Sunday, November 4, 2012

In Praise of Brevity

Too many times in the last few years, after finishing a book whose purchased was inspired by an author's magazine or newspaper article on the same subject, I've come away feeling like the consumption of 400 pages and a week of reading time didn't add anything to the topic.

This is one of the reasons why I have high hopes that the "Single" format--short e-books at lower prices--might free authors from the shackles of publishing conventions. I've happily paid $5 for The Rent is too Damn High ,The Great Stagnation, Launching the Innovation Renaissance and Race Against the Machine in the last two years, and felt like each was just the right length (and price). In contrast, Future Perfect, which I just finished, while interesting, seemed to go on forever, and I couldn't wait for it to end.

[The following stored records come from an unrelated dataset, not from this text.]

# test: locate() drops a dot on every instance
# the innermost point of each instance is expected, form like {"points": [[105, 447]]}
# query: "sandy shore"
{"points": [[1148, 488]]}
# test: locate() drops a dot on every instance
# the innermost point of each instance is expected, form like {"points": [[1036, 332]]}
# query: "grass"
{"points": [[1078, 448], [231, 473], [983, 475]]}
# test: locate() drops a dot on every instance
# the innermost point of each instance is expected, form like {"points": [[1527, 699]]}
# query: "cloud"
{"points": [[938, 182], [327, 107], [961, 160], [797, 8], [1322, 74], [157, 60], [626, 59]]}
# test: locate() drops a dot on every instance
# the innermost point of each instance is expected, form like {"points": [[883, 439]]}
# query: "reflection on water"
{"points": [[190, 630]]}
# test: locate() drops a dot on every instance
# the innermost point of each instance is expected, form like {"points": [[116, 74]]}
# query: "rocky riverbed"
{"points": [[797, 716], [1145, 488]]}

I don't read a lot of fiction, but I have found a number of the novels that I've read to not provide a satisfying  return on the temporal investment required for their consumption. Ian Mcewan has a piece in The New Yorker making essentially the same point, advocating for more novellas in the world:

I believe the novella is the perfect form of prose fiction. It is the beautiful daughter of a rambling, bloated ill-shaven giant (but a giant who’s a genius on his best days).
I'm hopeful that the rise of e-books and self-publishing are powerful forces to aid this transition, and that many of the 400 page books priced at $30 will be replaced by slim volumes at lower prices. I think that this would be a victory for both art and markets.